Member of the National Assembly of Pakistan
- In office 1955–1958
- President: Iskander Mirza
- Prime Minister: A. K. Fazlul Huq Amiruddin Ahmad

Member of the Bengal Legislative Assembly
- In office 1937–1945
- Prime Minister: Khawaja Nazimuddin A. K. Fazlul Huq
- Succeeded by: Madar Bux
- Constituency: Rajshahi Central

Personal details
- Born: Jat Amrul, Rajshahi district, Bengal Presidency

= Moslem Ali Mollah =

East Pakistan member of parliament

Moslem Ali Mollah (মোসলেম আলী মোল্লা) was a Bengali politician, jute merchant and philanthropist. He was a member of the 1st Bengal Legislative Assembly and the 2nd National Assembly of Pakistan. Mollah contributed greatly to the independence movement against the British Raj.

==Early life and family==
Mollah was born into the Mollah clan of Jat Amrul in Atraighat (now Ahsanganj), a Bengali family of Muslim jotedars based in Atrai, Naogaon.

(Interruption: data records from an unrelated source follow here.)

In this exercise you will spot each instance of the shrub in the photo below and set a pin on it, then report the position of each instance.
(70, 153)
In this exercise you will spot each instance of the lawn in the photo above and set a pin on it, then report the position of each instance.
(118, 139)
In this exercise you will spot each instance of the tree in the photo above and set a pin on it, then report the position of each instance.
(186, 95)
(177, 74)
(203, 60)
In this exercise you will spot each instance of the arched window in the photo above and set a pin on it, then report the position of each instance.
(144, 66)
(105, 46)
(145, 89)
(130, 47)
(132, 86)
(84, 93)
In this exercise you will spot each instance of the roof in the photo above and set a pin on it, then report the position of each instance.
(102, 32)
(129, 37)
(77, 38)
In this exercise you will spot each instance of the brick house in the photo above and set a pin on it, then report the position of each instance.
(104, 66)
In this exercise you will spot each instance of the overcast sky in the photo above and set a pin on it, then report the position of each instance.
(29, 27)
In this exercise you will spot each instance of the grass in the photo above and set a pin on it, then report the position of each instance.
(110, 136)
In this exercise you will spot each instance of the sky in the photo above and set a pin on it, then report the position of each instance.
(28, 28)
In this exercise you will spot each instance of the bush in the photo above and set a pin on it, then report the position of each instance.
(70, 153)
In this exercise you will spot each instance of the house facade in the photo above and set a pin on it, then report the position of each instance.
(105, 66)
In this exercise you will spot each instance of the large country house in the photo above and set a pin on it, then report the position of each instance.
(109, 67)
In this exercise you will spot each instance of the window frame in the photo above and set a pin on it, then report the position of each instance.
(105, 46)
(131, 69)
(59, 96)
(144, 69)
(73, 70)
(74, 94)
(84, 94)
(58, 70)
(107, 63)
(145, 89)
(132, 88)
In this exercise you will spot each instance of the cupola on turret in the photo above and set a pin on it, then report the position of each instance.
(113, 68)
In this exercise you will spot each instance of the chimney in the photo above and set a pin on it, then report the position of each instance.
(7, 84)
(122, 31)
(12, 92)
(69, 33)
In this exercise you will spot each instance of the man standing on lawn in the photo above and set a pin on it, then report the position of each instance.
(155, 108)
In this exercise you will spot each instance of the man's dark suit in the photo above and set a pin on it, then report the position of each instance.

He was the son of Haji Aman Ullah Mollah. Mollah was the younger brother of zamindar-philanthropist Ahsan Ullah Mollah, a jute merchant who served as a representative of the Rally Brothers Company and as a member of the Bengal Legislative Council.

==Career==
Mollah was one of the leaders of the Non-cooperation movement and Khilafat Movement across Naogaon subdivision. He donated 10,000 rupees to Mahatma Gandhi. Mollah was a founding member of the Rajshahi Muslim Society. He was the president of the Atraighat Union Board, later renamed to Ahsanganj after his elder brother.

Mollah won a seat at the Rajshahi Central constituency at the Bengal Legislative Assembly following the 1937 elections. He was a Member of the 2nd National Assembly of Pakistan from 1955 to 1958.